Всего неделю спустя после прибытия письма «Перкин и Сыновья» наконец нашли подходящее место, но это была незнакомая им территория – Гринфорд-Грин рядом с Харроу, к северо-западу от Лондона в Мидлэссексе. Этот луг неподалеку от канала Гранд-Джанкшен размером примерно шесть акров предоставлял достаточно пространства для развития. Но это было скромное место для планирования революции цвета.
Перкины нашли его благодаря рекламе, данной женщиной по имени Ханна Харрис, унаследовавшей землю от покойного мужа Эмброуза, владельца таверны «Черная лошадь», которая стояла на краю территории. Миссис Харрис поставила только одно условие для продажи земли: здесь не должны строить ни одного другого паба.
Отец Уильяма Перкина начал строительство в конце июня 1857 года, и эти работы продолжались шесть месяцев. Перкины подсчитали, что производство мова потребует семь маленьких и низких зданий, три для самого производства и другие для хранения материалов, места для офисов, персонала и лаборатории. Во время строительства семья переехала из Шедвелла во временный дом неподалеку от купленной территории, где в маленькой прачечной юный ученый установил химическое оборудование и провел несколько новых экспериментов с искусственным синтезом различных кислот. Он описал эти домашние труды как «очень сложные и болезненные», а из-за плохой вентиляции ему часто приходилось бросать работу, надышавшись испарениями.

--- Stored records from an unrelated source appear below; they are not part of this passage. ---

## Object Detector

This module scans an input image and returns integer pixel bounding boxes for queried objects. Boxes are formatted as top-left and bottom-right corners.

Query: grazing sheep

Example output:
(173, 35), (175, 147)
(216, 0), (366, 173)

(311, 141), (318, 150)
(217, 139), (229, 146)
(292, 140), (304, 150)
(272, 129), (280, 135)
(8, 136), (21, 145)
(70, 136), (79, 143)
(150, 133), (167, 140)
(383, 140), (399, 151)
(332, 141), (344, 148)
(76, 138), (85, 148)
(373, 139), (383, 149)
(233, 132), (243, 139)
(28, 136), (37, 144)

Луг часто затапливался, когда находящийся рядом ручей выходил из берегов, но в целом вода сослужила им хорошую службу. Ее было достаточно для производства, а по соседнему каналу плавали баржи, которые, как они надеялись, смогут вскоре перевозить сухую краску мов в модные текстильные фабрики в Лондоне, а затем и на континент.